Taiwanese incumbent Chunghwa Telecom officially launched the world’s first commercial ultra-fast broadband service using G.Fast technology on 14th September. In collaboration with IP infrastructure specialist Alcatel-Lucent, Chunghwa launched the service as part of its selection of high speed services with a downstream/upstream speed of 300/100 Mbps and costing about 1,700 Yuan per month (£175 or USD 266).
G.Fast technology works on the principle of shortening the copper loop to as much as 200 meters from the distribution point (fibre-to-the distribution point or FTTdp). This eliminates the requirement for internal building rewiring since existing internal copper wire is used. Using G.Fast, speeds as high as 1 Gbps can be attained in laboratory tests – reduced to around 300 – 500 Mbps in typical real life situations.
Chunghwa is currently in the process of deploying ultrafast broadband services using both G.Fast and FTTP technologies. It is hoped that this deployment will satisfy the growing demand for 4KTV and HD video streaming services and Chunghwa is planning to offer G.Fast services to 8.4 million homes in Taiwan by Q4 2015. According to IHS Technology total broadband household penetration stood at 70.2% at end 2014, and FTTP connections represented 54% of all broadband connections in Taiwan.
Following its standardization in December 2014 by the ITU, G.Fast has been hailed as the next ‘interim’ technology bridging the gap between ADSL and FTTP. However, this is the first time that G.Fast has been used to support a commercially available ultrafast broadband service.

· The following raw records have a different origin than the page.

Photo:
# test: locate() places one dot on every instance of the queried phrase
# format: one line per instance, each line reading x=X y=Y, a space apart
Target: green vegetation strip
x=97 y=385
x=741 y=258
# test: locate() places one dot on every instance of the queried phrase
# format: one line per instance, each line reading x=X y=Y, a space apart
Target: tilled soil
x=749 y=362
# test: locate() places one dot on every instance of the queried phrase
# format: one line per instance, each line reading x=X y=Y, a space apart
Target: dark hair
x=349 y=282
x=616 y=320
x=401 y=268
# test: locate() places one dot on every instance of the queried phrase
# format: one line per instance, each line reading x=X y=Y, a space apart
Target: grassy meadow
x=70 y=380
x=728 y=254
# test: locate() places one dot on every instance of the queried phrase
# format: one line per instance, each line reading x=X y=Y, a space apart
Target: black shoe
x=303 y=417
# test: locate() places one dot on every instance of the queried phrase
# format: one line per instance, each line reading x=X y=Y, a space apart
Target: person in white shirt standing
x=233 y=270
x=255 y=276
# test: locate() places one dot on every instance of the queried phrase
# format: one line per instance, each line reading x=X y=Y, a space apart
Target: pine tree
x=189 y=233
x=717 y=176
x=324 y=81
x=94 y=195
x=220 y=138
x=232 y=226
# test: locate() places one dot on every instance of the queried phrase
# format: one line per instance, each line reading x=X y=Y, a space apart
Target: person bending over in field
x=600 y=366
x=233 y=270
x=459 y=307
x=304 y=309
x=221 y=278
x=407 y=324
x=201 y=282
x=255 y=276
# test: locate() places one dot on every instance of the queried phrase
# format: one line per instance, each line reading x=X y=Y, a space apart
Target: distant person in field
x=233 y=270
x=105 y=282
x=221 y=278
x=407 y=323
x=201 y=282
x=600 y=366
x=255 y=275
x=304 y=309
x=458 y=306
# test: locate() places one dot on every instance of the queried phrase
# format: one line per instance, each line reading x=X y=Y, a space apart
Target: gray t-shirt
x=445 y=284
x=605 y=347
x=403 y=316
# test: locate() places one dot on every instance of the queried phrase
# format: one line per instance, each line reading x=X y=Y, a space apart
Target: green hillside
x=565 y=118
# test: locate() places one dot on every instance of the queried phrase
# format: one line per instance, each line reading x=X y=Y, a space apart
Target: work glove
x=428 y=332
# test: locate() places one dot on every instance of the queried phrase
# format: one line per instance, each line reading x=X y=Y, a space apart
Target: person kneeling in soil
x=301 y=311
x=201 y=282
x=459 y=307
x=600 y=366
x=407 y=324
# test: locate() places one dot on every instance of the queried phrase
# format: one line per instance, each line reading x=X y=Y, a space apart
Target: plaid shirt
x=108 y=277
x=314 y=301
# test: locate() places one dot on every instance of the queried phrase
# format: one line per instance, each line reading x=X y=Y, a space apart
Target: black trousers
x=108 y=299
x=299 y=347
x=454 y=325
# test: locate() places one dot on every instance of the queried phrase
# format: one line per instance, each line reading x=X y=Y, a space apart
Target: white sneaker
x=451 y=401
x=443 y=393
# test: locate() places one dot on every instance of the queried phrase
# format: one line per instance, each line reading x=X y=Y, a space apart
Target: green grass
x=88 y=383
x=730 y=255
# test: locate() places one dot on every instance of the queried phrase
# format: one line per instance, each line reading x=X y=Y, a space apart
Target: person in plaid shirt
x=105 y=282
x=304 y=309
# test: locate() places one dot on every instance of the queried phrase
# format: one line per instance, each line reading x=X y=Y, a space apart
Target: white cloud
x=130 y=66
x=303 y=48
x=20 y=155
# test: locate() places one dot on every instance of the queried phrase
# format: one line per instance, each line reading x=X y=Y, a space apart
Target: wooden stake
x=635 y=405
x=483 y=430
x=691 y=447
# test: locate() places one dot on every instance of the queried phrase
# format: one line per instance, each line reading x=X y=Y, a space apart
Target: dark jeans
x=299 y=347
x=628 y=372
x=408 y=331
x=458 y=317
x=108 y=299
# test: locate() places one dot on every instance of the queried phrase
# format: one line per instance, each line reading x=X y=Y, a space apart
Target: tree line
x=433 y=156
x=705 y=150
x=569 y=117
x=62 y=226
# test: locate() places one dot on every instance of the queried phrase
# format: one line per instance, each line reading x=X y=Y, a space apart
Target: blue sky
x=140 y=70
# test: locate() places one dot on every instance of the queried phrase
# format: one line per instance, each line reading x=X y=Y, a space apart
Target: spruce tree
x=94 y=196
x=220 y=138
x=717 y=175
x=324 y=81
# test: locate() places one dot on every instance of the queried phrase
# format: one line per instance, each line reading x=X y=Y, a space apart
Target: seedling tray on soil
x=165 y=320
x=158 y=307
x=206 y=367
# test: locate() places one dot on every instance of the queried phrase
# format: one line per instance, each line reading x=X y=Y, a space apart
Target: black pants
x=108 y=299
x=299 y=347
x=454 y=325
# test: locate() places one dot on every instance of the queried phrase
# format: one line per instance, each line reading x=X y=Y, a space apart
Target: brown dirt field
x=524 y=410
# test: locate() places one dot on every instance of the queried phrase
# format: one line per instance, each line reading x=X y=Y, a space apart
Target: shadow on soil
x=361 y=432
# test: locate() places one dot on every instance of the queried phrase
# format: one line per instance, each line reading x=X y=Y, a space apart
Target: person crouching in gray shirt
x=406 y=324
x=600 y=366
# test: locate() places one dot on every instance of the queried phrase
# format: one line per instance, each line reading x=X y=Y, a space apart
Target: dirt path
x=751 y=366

G.Fast has had a lot of publicity in recent months, largely due to high profile trials conducted by Swisscom in Switzerland (May 2015) and BT in the UK (August 2015), but to date neither has launched a commercially available service which uses G.Fast technology as yet.
This launch is significant because it shows that G.Fast is another possible option for telcos looking for a cost effective, rapid method for the deployment of ultrafast broadband services. In a recent briefing this month, UK incumbent BT announced that it will be using G.Fast together with FTTP for the expansion of ultrafast broadband services to 10 million UK homes by 2020. In October 2014, Telekom Austria completed a G.Fast trail also in collaboration with Alcatel Lucent and is expected to launch commercial operations in 2016.
In fact, Telekom Austria highlights one of the main advantages of using G.Fast – the fact that it does not require extensive internal building work. As a result, many telcos welcome this new technology because it sits comfortably alongside FTTP and can be used to connect residents in older buildings, while FTTP can be used for new builds.